È trascorso un anno da quando Alessio Ciacci è diventato il Commissario liquidatore di Messinambiente. Dodici mesi che impongono una prima analisi, una relazione in cui Ciacci ha raccontato la propria esperienza. «Il 19 Marzo 2014 assumevo la guida di Messinambiente SpA, l’azienda pubblica che gestisce il servizio di igiene urbana per i Comuni di Messina e Taormina. I servizi erano gestiti quasi esclusivamente in emergenza che sulle strade cittadine si ripeteva a cadenza mensile, l’organizzazione aziendale era poco chiara, il degrado, la scarsa trasparenza, la mancanza assoluta di procedure e regolamenti erano la cornice di una delle ultime città italiane per raccolta differenziata. Perfino sfalci e potature venivano mandati a smaltimento in discarica, e la cosa è preoccupante perché sul territorio c’erano impianti privati disponibili a farne compost, a minor prezzo e sottoutilizzati». Per quanto riguarda il bilancio economico, Ciacci ricorda che «quest’anno, per la prima volta da ormai oltre sei anni, il bilancio sarà approvato nei tempi previsti dalla normativa, circa nel mese di Aprile, senza un ritardo di anni come in passato. L’azienda ha riattivato il sistema di contabilità analitica industriale che purtroppo era stato da anni dismesso ed ha migliorato la contabilità ed il sistema di gestione dotandosi di tecnologie moderne per collegare l’analisi dei costi del servizio con l’operatività dei mezzi durante il loro lavoro».

Sui mezzi e sugli impianti, invece, il liquidatore ha precisato che «si è ampliato il parco mezzi di sei camion per la raccolta e due autoarticolati per i trasporti, ampliato il parco cassonetti (molti di questi erano fatiscenti) contando sulla collaborazione di altre aziende pubbliche del settore (come quelle di Lucca e Macerata che ci hanno permesso acquisto a prezzi significativamente più bassi rispetto al mercato (circa 40% in meno). Si è riorganizzata la gestione degli impianti minimizzando gli impatti ambientali, valorizzando adeguatamente i materiali della raccolta differenziata (come ad esempio sulla carta dove abbiamo avuto incassi superiori per oltre 60 mila euro), ponendo attenzione alle normative e alla corretta gestione impiantistica». «La città da quasi un anno non vive più le emergenze che si ripetevano continuamente a cadenza quasi mensile, ma sta cercando di consolidare un aumento costante delle raccolte differenziate, siamo ancora ben lontani dagli obblighi normativi, ma in incoraggiante controtendenza rispetto al passato e al resto della situazione delle altre città siciliane». La finalità è orientare la gestione dell’igiene urbana verso l’obiettivo Rifiuti Zero e per raggiungere questo traguardo si è puntato su sedici punti ben precisi.

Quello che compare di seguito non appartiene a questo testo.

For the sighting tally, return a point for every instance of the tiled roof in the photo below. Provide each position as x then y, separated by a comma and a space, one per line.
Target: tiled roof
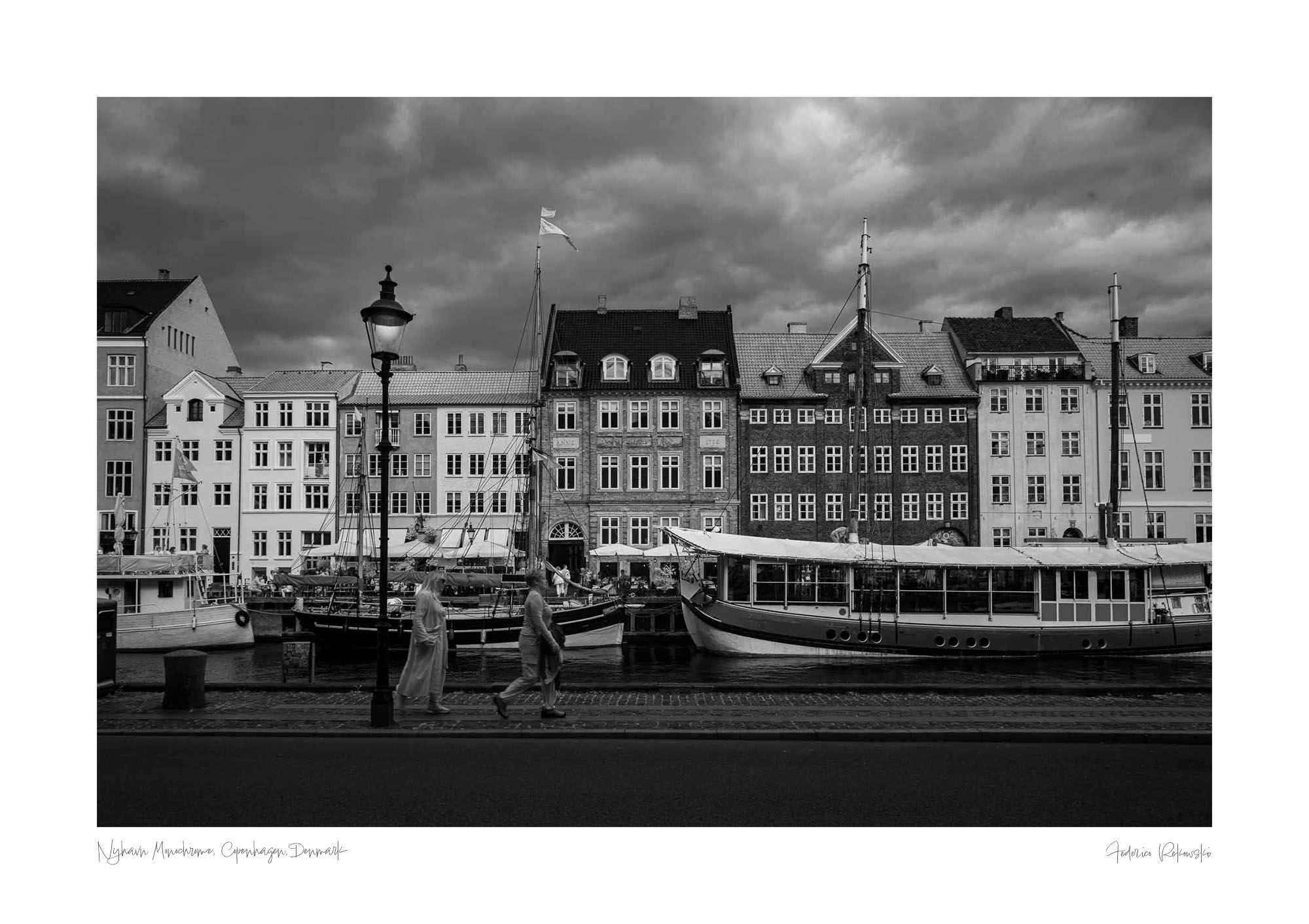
145, 298
1010, 336
448, 388
306, 380
790, 353
641, 334
926, 350
1172, 357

«Porta a porta utenze non domestiche. Attività avviata già da alcuni anni per le utenze commerciali che aderendo all’iniziativa godono di una riduzione tariffaria prevista dal Regolamento comunale. Servizio in estensione soprattutto nel centro così come una più capillare informazione delle utenze; Verde (sfalci e potature). Dall’ottobre 2014 tuti gli sfalci e potature sono avviati a compostaggio negli impianti di Acireale o Patti (fino a quella data venivano conferiti in discarica). Abbiamo avviato u canale di raccolta specifico del materiale verde selezionato sia sui cimiteri che dedicato ai lavori comunali di potatura; Compostaggio domestico e collettivo. Il Regolamento tariffario comunale prevede sgravi fiscali per chi pratica il compostaggio domestico della frazione organica, entro l’anno l’agevolazione sarà estesa anche alle esperienze di compostaggio collettivo. Il Comune ha messo a disposizione 4 spazi in giardini pubblici dove 30-40 famiglie per ogni sito praticano il compostaggio collettivo manuale tramite compostiere fornite gratuitamente dall’amministrazione; Impianto di compostaggio. E’ stato individuato un impianto di compostaggio per conferire l’umido inizialmente di Taormina che seppur saturo, ha dato credibilità al nuovo corso di Messinambiente e alla qualità del materiale che conferiremo dalle prossime settimane; Isole ecologiche. Sono sette sul territorio comunale, realizzate dal Comune e gestite da Messinambiente che si è attivata per migliorarne la funzionalità con maggiori dotazioni tecnologiche che permettano a breve l’immediato riconoscimento dell’utenza. Il Regolamento tariffario comunale prevede importanti riduzioni tariffarie per gli utilizzatori che conferiscono regolarmente materiale differenziato alle Isole Ecologiche».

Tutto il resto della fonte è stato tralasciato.